The use of generative AI is growing rapidly, being adopted across numerous industries and reaching more users worldwide. As generative AI models become more complex and larger in scale, it is crucial that efforts are made to minimize their environmental impact. This requires continuous work to reduce energy usage and increase efficiency, maximizing the benefits obtained from resources while minimizing the total resources needed. Building on guidance for making deep learning workloads more sustainable on AWS, this article provides recommendations specific to generative AI workloads. In particular, it offers practical best practices for different customization scenarios like training models from scratch, fine-tuning with full or parameter-efficient techniques, Retrieval Augmented Generation (RAG), and prompt engineering. While the post focuses mainly on large language models (LLMs), most recommendations likely extend to other foundation models as well.
GenerativeAI Lifecycle
A Generative AI lifecycle covers the full process from framing the initial problem to ongoing monitoring of the generative model. The key phases are defining the task, training/customizing the model, deploying for inference, and monitoring performance post-deployment. This allows creating, optimizing, and maintaining accurate generative AI systems.
Generative AI Problem Framing
Clearly define the problem you want to solve (make sure it is a problem that needs Generative AI) and frame it appropriately for a foundational model. Determine the task, data requirements, evaluation metrics, and performance criteria. When embarking on a generative AI project, it is important to align the use of this technology with sustainability goals from the start. Carefully consider the trade-offs between a generative AI solution and less resource-intensive traditional approaches during project scoping. Select energy-efficient hardware and optimize infrastructure, techniques such as using AWS Managed Services like Amazon Bedrock and Amazon Sagemaker, and approaches to minimize the resources needed for training and inference.
Selecting the right foundation model is key to minimizing resource usage when tailoring generative AI systems. First, assess different large language models’ capabilities and limitations using playgrounds.

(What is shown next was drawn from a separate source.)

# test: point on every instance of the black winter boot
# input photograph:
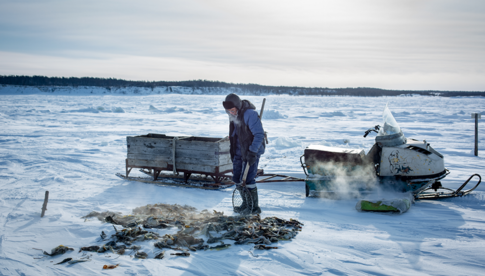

This can reduce customization requirements. Consider domain-specific or multilingual models fitting the use case. Begin with smaller model sizes and context windows, since larger ones need more energy and resources for inference. Specialized compact models can deliver qualitative performance comparable to much bigger models for certain tasks, while requiring fewer training and inference resources. Thoroughly evaluating and starting with small models can substantially lower the compute, data, and energy necessary to responsibly customize generative AI.
Model Training & Customization
When training a large language model from scratch, it is crucial to implement strategies that maximize efficiency and minimize resource usage. Use energy-optimized hardware like AWS Trainium instances specifically designed for high-performance, efficient deep learning training. Enhance training data quality and minimize data needs through scalable curation with SageMaker. By training on a diverse, comprehensive, yet curated dataset, models can achieve precision while reducing compute and storage requirements. Employ distributed training techniques like data, pipeline, and tensor parallelism to run parallel computing across multiple GPUs or instances. This maximizes GPU utilization by splitting training batches into efficient microbatches that keep all devices actively engaged. Following these best practices for silicon, data, and distributed training allows generative AI models to be trained from scratch with optimized use of compute resources and energy.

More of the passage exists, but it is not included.